Entstehung eines Klassikers
Die Geschichte des berühmten Orchesterstücks mit dem einprägsamen Rhythmus und der ebenso eingängigen Melodie in Endlosschleife ist die einer schwierigen Geburt. Jedenfalls tut sich Maurice Ravel lange Zeit damit sehr schwer. Aber seine Auftraggeberin, die russische Tänzerin Ida Rubinstein, die sich eine sinnliche, betörende Musik für ihr nächstes Ballett wünscht, lässt nicht locker, bis ihn das gleichmäßige Geratter der Maschinen in einer Fabrik, in die sie ihn mitnimmt, zu seinem Bolero inspiriert.
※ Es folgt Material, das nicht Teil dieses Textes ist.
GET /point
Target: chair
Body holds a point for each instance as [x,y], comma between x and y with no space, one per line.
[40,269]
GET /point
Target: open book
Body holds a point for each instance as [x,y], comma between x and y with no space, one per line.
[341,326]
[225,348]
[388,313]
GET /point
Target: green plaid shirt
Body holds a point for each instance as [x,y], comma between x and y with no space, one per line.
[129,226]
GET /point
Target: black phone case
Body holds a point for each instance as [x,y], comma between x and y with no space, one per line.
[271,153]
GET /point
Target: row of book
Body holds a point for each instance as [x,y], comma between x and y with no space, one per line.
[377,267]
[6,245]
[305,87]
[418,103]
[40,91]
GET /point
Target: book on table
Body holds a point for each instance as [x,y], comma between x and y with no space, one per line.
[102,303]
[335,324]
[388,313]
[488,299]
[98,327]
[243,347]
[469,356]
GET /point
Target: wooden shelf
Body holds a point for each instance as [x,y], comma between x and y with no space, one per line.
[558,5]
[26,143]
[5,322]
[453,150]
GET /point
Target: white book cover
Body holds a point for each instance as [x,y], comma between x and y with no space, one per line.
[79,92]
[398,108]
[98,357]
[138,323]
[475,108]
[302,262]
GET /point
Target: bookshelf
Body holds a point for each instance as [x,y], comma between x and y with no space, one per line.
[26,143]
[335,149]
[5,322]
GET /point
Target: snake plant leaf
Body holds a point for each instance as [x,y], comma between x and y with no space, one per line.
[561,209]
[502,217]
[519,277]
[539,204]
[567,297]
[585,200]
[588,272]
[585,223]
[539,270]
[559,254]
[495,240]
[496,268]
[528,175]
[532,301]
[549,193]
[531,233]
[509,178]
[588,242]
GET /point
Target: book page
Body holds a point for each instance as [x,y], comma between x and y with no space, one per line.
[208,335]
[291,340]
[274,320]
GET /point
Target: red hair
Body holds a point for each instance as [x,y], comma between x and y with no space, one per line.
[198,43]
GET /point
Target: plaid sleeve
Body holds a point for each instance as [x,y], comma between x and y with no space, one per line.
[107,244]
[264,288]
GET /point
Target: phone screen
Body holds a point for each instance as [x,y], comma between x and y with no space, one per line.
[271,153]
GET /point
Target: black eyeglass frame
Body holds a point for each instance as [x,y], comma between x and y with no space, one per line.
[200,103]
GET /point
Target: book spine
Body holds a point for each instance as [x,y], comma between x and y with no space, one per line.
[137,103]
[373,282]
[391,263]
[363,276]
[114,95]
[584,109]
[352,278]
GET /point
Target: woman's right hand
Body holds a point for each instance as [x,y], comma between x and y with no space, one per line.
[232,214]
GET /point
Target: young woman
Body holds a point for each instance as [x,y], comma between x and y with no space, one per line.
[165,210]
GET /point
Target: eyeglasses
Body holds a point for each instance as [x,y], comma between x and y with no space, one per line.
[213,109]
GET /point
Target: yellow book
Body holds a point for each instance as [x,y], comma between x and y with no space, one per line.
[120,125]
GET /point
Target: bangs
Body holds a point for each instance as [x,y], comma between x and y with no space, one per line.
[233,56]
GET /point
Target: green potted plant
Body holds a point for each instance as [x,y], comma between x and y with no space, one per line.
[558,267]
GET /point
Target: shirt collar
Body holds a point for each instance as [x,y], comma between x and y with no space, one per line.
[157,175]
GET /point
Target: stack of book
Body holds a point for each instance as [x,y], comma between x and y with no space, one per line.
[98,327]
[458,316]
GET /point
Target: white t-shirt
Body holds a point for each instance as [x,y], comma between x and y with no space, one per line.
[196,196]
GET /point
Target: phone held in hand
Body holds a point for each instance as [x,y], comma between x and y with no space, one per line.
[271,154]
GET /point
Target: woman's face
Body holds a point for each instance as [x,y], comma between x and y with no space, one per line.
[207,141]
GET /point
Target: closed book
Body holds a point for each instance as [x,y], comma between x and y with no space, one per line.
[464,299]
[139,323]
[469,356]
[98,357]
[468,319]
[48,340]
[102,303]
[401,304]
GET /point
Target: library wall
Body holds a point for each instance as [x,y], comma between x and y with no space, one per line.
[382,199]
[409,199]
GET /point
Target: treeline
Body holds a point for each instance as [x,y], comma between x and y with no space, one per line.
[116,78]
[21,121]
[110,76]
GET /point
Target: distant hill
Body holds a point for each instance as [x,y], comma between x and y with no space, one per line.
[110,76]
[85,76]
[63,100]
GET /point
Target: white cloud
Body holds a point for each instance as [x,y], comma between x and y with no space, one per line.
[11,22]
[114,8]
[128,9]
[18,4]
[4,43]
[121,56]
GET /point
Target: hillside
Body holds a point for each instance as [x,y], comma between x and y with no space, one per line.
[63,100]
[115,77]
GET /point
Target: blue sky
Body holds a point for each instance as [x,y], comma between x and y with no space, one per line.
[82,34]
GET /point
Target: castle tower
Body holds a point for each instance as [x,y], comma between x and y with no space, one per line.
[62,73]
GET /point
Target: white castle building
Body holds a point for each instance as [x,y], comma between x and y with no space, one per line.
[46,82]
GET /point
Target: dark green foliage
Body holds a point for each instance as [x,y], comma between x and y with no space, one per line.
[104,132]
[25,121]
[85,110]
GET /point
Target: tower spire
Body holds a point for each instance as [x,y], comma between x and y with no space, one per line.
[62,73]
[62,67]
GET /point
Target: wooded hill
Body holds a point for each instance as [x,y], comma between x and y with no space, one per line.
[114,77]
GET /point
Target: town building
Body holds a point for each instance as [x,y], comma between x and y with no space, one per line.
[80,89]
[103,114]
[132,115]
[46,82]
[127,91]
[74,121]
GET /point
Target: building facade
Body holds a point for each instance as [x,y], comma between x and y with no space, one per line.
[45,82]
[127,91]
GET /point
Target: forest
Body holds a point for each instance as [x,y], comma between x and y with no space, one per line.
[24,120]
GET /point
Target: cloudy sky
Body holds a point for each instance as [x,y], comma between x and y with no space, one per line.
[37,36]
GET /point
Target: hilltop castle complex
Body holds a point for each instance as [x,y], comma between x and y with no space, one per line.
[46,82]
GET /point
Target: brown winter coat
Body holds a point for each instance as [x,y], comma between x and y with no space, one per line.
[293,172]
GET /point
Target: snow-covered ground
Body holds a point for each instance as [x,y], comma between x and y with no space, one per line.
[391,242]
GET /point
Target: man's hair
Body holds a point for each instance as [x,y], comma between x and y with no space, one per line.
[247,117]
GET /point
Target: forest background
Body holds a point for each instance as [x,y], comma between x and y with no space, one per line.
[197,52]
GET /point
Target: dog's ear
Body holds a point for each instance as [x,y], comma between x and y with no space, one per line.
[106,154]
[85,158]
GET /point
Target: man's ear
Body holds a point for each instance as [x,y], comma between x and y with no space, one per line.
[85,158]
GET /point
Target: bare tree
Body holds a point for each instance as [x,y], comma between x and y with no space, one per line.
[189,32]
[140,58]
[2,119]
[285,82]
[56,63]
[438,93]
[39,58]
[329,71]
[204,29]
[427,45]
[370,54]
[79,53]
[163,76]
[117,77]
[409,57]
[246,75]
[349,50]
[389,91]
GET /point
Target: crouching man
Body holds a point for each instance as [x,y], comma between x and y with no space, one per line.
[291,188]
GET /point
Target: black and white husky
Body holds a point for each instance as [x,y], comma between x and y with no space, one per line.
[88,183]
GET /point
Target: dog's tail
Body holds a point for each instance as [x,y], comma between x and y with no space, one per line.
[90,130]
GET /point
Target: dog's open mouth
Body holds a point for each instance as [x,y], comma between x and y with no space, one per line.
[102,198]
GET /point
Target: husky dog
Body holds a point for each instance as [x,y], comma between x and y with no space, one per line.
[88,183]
Anne Fontaine rekapituliert in ihrem feinsinnigen, intimen, leisen Film jedoch nicht nur, wie der introvertierte Komponist schließlich 1928 das Werk vollendet, mit dem ihn die Musikwelt am stärksten identifiziert und das, wie im Abspann zu lesen, offenbar alle 15 Minuten irgendwo auf der Welt gespielt wird. Vielmehr beschäftigt sie sich sehr intensiv mit dem geheimnisvollen Musiker selbst, untersucht seine vertrauensvollen, engen Beziehungen mit Frauen, Ida Rubinstein (Jeanne Balibar), Pianistin Marguerite Long (Emannuelle Devos), die ihm auf seinem Werdegang treu zur Seite steht oder Misia Sert (Doria Tillier), seine Muse. Aber nicht einmal sie, der sonst alle Männer zu Füßen liegen, die ihr nichts bedeuten, kann sein körperliches Begehren wecken. Ravels Liebe bleibt rein platonisch, mithin unmöglich.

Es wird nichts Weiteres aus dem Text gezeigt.